A cela, Nazan Ölcer répond qu’il y a près de deux siècles qu’il y a une tradition turque de peinture figurative, que l’on enseigne l’histoire de l’art à l’Université et que la création contemporaine est ici très vivace.
Un nom universel
« En réalité précise-t-elle, ce n’est pas moi qui aie eu l’idée de cette exposition. M. Sabaci, qui voyageait beaucoup, avait visité de nombreuses expositions sur l’artiste. Il avait été impressionné par l’œuvre, par sa profusion et par le nombre de visiteurs que cela fascinait. Un peu avant sa mort, il avait décidé de bâtir un important musée et souhaité que la première exposition qui s’y tiendrait serait consacrée à Picasso. » C’est chose faite.
« Avoir choisi Picasso pour une première grande exposition d’un peintre occidental à Istanbul est un bon choix poursuit Nazan Ölcer. D’abord parce que c’est un nom connu, universel. Je crois au succès de cette manifestation.
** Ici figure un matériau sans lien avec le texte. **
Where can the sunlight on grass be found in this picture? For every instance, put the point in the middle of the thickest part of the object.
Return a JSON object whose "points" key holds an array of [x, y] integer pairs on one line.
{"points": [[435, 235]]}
Nous avons déjà reçu un nombre considérable de réservations de toute la Turquie. Et je ne pense pas que le public sera dérouté. D’autant que nous avons pris soin de montrer toutes les périodes de son activité artistique. La Turquie, pays à la population jeune, doit s’ouvrir, évoluer et il n’y a pas de meilleur exemple d’évolution et de remise en question que chez Picasso. »
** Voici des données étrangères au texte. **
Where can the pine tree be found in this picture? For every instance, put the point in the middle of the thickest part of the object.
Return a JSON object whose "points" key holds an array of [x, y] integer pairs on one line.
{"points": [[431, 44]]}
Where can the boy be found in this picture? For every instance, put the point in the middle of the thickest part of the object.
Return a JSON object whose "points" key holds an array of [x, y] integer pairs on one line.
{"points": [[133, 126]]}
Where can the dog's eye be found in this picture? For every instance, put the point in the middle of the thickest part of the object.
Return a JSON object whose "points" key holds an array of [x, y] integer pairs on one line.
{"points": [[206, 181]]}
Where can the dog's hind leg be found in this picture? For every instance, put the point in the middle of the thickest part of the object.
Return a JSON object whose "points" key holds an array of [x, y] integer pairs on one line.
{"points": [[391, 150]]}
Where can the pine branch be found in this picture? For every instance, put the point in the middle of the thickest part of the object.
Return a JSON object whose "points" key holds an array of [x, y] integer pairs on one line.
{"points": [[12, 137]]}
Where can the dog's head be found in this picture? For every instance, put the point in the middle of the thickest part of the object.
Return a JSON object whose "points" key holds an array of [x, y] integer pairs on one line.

Une exposition chronologique
Pour réaliser cette exposition, la directrice du musée a fait appel aux compétences d’une spécialiste, Marylin McCully (qui a également supervisé le catalogue qui contient, notamment, un très bel article de Michel Leiris, « L’artiste et son modèle ») et de Bernard Ruiz-Picasso, petit-fils du peintre et directeur du Musée Picasso de Malaga. Ce dernier a voulu faire une exposition chronologique, résolument didactique, pédagogique, presque scolaire. « Ici dit-il, l’expérience visuelle est différente de la nôtre. Il m’a paru essentiel de montrer la créativité et la diversité de l’œuvre de Pablo. De montrer l’expression figurative puis les principes du cubisme, les mécanismes des métamorphoses des formes et des nouvelles conceptions, quelque chose comme un condensé des changements incessants dans l’œuvre de Picasso, particulièrement sensibles dans les portraits de femmes que j’ai voulu nombreux. »
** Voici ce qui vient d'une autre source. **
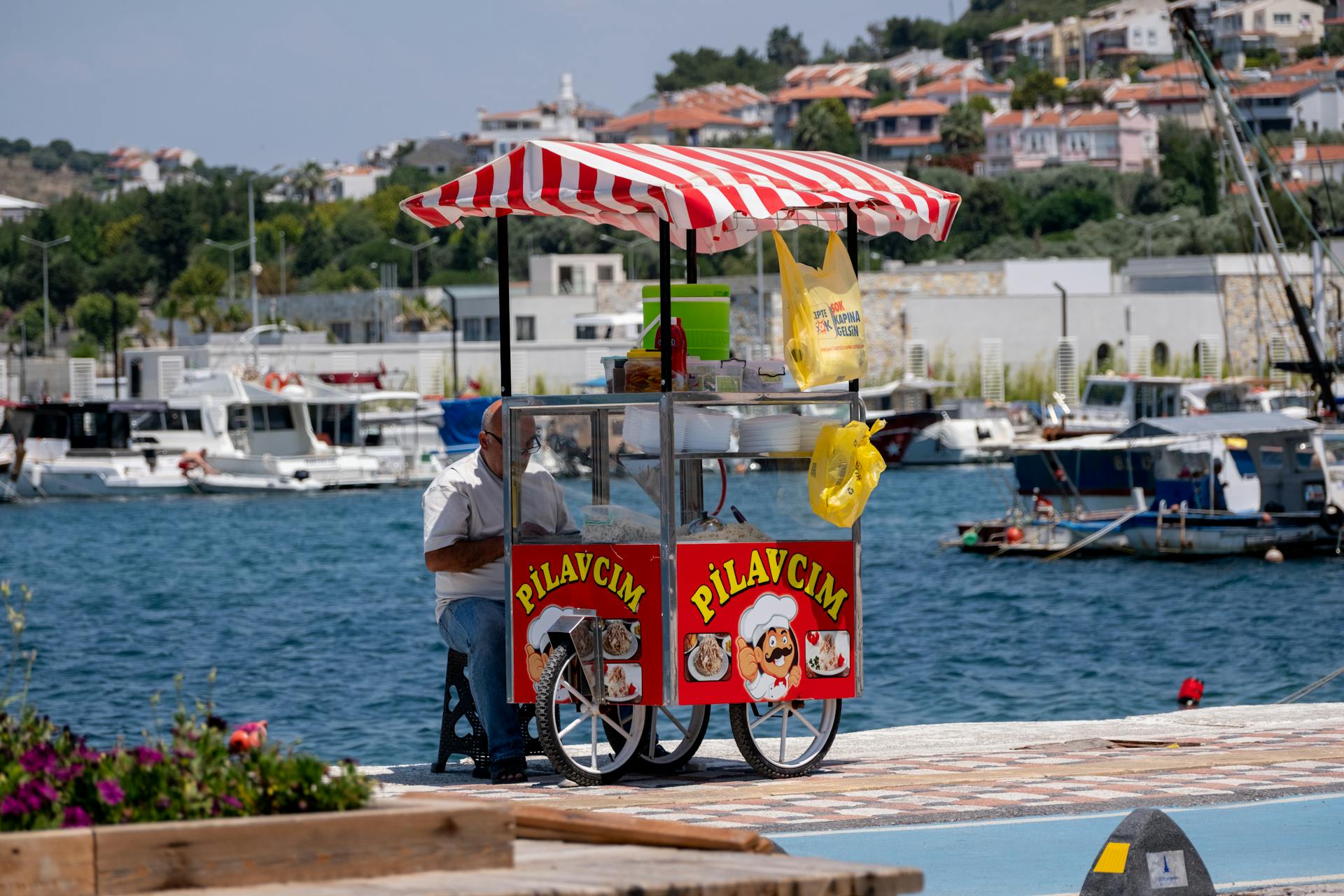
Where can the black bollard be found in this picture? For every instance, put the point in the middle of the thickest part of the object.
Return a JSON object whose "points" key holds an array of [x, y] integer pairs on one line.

L’exposition est plutôt réussie. Essentiellement composée d’œuvres des collections de la famille Picasso (dont celle de Bernard-Ruiz Picasso) et de quelques prêts de Paris, de Barcelone ou Lille, elle offre au visiteur de très belles œuvres : L’Oiseau (1895), La Femme qui pleure (1937), Nature morte à la cruche et au verre (1944), L’Etreinte et La Conversation (1970) ou encore ce magnifique plateau espagnol Motif mozarabe (1957) et cet Homme courant, bronze de 1960. Ce n’est pas mal pour « donner quelques clés », selon l’expression de Bernard Ruiz-Picasso, pour une introduction à l’une des œuvres majeures de l’art occidental du XXe siècle.
Nazan Ölcer n’entend pas s’arrêter là. Elle promet qu’en juin prochain, des œuvres de Rodin contempleront à leur tour le Bosphore, de ce même lieu. « Le principe même de l’art, c’est l’échange dit-elle. Voyez Picasso et l’art africain, Matisse et le Maghreb. Savez-vous d’ailleurs à quoi je songe en ce moment ? A une exposition au Musée Sakip Sabanci où l’on verrait côte à côte les tissus de Matisse et les tissus turcs. » Un joli rêve.
« Picasso à Istanbul ». Jusqu’au 26 mars au Musée Sabanci. Mardi, jeudi, vendredi et dimanche de 10 heures à 18 heures ; mercredi et samedi jusqu’à 22 h 00. Tél. : (212) 277 22 00.